Now, before you ask me, as matter of fact I have run a marathon. Quite a few in fact. And more than a few ultra-marathons as well. That's anything above the 42.2km standard marathon distance. I've run more than 20 at last count, so it's something I know a bit about. And it was inevitable that I'd find a way to write about running in one of these articles sooner or later. While I'm not particularly good at running marathons, and won't be on the Olympic team any time soon, I have a go and get it done. And that's the first way job hunting is like running a marathon.
You don't have to be good at it, you just have to keep going
It's true. There's a start, a finish, and a bunch of steps you have to take in between. Some people will get there fast. Some will give up and DNF (Did Not Finish). But if you keep going, you'll get there. My first marathon took so long, they were already handing out the prizes by the time I crossed the finish line. But I got there. Keep going, and you will too.
People who spurt cliches deserve a good throat punch. So I'm not going to tell you: It's about the journey, not the destination
But, ah, you know, how about this:
It's all about the training you do, and who you become, along the way.
The job hunting journey
Just like a marathon, job hunting is about the lessons you learn along the way. During your journey. Because here's the thing — not many people just turn up to the start line of a marathon and run. Most people, and certainly the smart ones, do a whole bunch of training in the lead up to it. So in a funny sort of way, the 42.2km isn't actually the race, just the final 42.2kms of a much longer race. One that usually starts months earlier. And job hunting is the same.
If you think of your interview as the marathon itself, there's usually a whole lot of work that gets done in the lead up. And you know what? Just like marathon training, if you approach it with the right mind set, that ‘training' is making you smarter and stronger.
You're learning how to deal with rejection and frustration. Something that will come in handy when you land your job. You're learning to be resourceful. Also vital for any job. You're learning to connect and engage your audience. To communicate and convince. If you're going to be in advertising, marketing, or a similar field, those things will all be critical skills to have as well. And you're learning to persist when you really want to give up. An awesome thing to develop for your job. And for a marathon too, by the way. You know, just in case you want to run one of those sometime.
How many miles will you run on your way to your next job?

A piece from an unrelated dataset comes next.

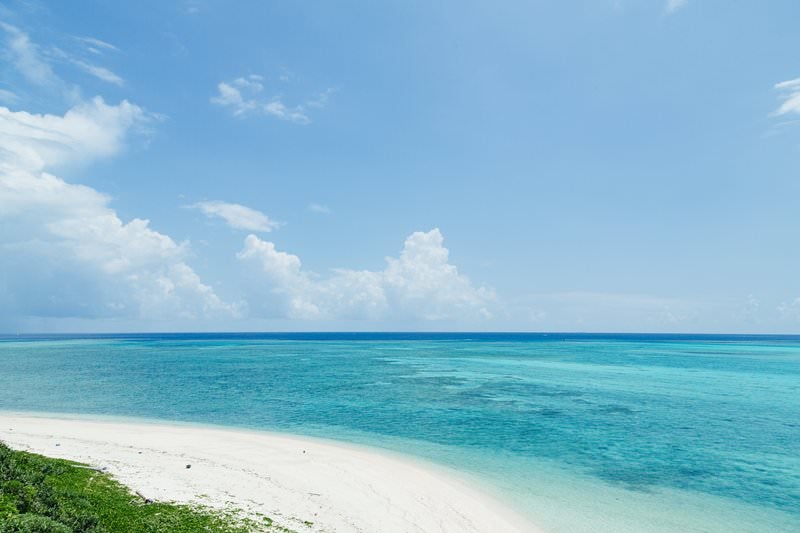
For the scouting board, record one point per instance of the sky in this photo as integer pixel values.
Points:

I can't even begin to imagine how many kilometres I run when I'm training for a marathon or an ultra, but it's a lot. Sometimes 75+kms a week. For months in advance. That's a lot of kilometres. Because that's what it takes.
At my little company, I sometimes ask people to come up with 100 ideas for a brief. Yes, 100. Because more often than not that's what it takes to come up with a really good one. It wasn't my idea to ask people to come up with 100 concepts, I stole it from somewhere. And we rarely get to the full 100. But it reminds everyone not to stop after three or four or even a dozen, which a lot of people are inclined to do. So I set an expectation that there's a lot of work to be done before we get to the finish line. We go and go and go until we get there. And that idea can be pretty easily translated to job hunting.
Imagine if your brief was to get a job, (which it is), and you knew in advance you'd need to come up with 100 applications, (which you may well have to!). Same thing. And seriously, if you're not landing a job after applying for 100 jobs, you probably need to take a good long hard look at how you're applying or the kind of jobs you're applying for. But if you go in with the expectation you have to do that much work in order to get the result you want, you'll be a lot less frustrated along the way.
When I've run races, I've gotten blisters, cramps, I've thrown up and even ended up in the medical tent on a drip once. But I've always kept going and finished. Except the time I was heli-vac'd out of a 200km mountain race in Nepal. To this day, the only time I didn't make it to the finish line. Although technically, I still did. After I got out of hospital, I spent two days travelling to the finish line in the back of over crowded local jeeps and buses with chickens and goats to cheer everyone else across. Because sometimes that's what it takes to get to the finish line. So keep going. You'll get there eventually. Blisters, cramps, chickens, goats and all.